保育士試験の合格ラインは、各科目で6割以上です。
トータル点で6割ではありません。

保育士試験は、各科目が平均的に難しいのではなく、筆記試験の科目ごとの難易度の差が大きいです。

H22年度試験は、小児保健・保育原理がほぼサービス問題だったのに対し、小児栄養は管理栄養士試験並みの難易度、保育実習理論の音楽・美術問題が例年に比べてマニアックでした。
だけど、小児栄養の不適切問題による全員+5点以外の得点調整措置は一切ありませんでした。

各科目6割がクセモノ

多分これが8科目のトータル6割以上合格という基準ならば、筆記試験の合格率は4割~5割に上がるでしょう。
各科目の足切りを4割&合計点6割とか、合計得点7割以上を合格ラインとしても、合格率は3割前後になると思います。

そのくらい、各科目の難易度差が大きいです。
というか、全科目で6割をクリアするというのが曲者なのです。
どうしても1~3科目落としてしまうという人が続出してしまうのです。
筆記試験全科目一発合格者は、おそらく全受験生のうち数パーセント(3~4%くらい?)しかいないんじゃないでしょうか。

トータル点で判断する場合、仮に苦手な科目や難しい科目があっても、他の得意科目や簡単な科目でその分をフォローすればいい。
苦手な論点をバッサリカットして、ほかの得意科目で頑張るという戦法が使えます。

また、宅建社労士の場合は、難易度によって合格ラインが上下したり、救済措置で足切ラインが下がることがよくあるので、多少難しい問題があってもあまり影響はないのですが、保育士試験の場合は、科目間や年度の難易度差は一切考慮されません(ある意味日商簿記的です)。

全科目6割以上というのは一見簡単そうに聞こえるけど、苦手な科目や難しい科目もある程度の勉強量が求められることがわかると思います。
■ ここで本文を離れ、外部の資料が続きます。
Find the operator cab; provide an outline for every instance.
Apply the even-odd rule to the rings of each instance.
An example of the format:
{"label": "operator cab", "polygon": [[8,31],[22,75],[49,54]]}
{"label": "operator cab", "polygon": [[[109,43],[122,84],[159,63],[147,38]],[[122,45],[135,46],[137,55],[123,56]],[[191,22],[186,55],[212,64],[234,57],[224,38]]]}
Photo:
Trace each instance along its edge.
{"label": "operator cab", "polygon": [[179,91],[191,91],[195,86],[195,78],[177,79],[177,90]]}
おのずと勉強範囲もそこそこ広く・深くやらざるを得なくなってしまうものなのです。

科目間の難易度差、年度ごとの難易度差が大きい

ここ2~3年の傾向としては、「小児栄養」が最難関で、「社会福祉」「教育原理」「養護原理」「保育実習理論」が年によって難化したり易化する傾向にあるようです。
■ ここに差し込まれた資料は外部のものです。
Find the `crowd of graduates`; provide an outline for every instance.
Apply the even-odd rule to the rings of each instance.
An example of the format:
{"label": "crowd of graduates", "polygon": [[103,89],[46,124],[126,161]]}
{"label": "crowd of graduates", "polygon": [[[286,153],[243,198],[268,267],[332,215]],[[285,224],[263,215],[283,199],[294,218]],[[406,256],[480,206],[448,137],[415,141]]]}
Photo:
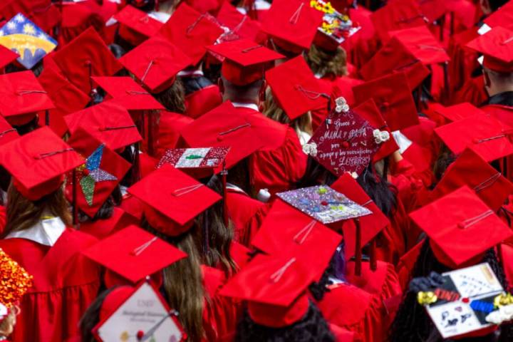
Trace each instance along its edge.
{"label": "crowd of graduates", "polygon": [[[0,19],[0,341],[513,341],[513,1]],[[503,316],[442,337],[482,263]]]}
正直言うと、私は筆記試験の前はそんなに情報収集をしていなかったので、問題集を解いているときは小児栄養がものすごく難しいというイメージはあまりなかったんです。(細かい数値とか物質名を覚えたり、他の科目と被る箇所が少ないのでいちいち勉強するのが面倒くさいとは思っていましたが)

私個人としては、小児栄養よりも警戒していたのは、「発達心理学&精神保健」、「教育原理&養護原理」のニコイチ科目の方でした。

ニコイチ科目の片方を落としてしまう

なぜなら、試験問題がそれぞれ10問しかなく、どちらかを落とすとまた次の年も両方の教科を受けなければいけないというイヤらしい仕組みになっているからです。
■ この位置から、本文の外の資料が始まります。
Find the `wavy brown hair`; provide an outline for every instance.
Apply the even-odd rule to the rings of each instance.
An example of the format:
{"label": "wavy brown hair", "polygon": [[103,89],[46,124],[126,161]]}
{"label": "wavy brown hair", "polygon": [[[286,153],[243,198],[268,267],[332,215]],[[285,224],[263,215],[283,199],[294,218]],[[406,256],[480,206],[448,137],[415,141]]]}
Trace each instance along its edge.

で、試験問題が10問しかないからといって、勉強量が他の科目と比べて半分で済むのかというとそういうわけでもないのがまたイヤらしい。更にイヤらしいことに、ニコイチのうちのどちらかが難しいんですよねこれまた(苦笑)。

10問中6点が合格ラインということは、4問しか取りこぼしができない。そのうち2~3問は絶対に聞いたことのない論点とか重箱の隅的論点が出題されそう
…となると、過去問で出題された箇所を完璧にするのは当然として、ケアレスミスが許されないのがプレッシャーになっていました。

さてこのニコイチ科目ですが、養護原理がギリギリ30点だったものの、幸い4教科とも合格点がクリアできてよかったです。
もしここで養護原理が25点だったらと思うとゾーッとしました。落としていたら翌年8月に、また教育原理・養護原理をセットで受けに行かなければいけなかったわけですから…。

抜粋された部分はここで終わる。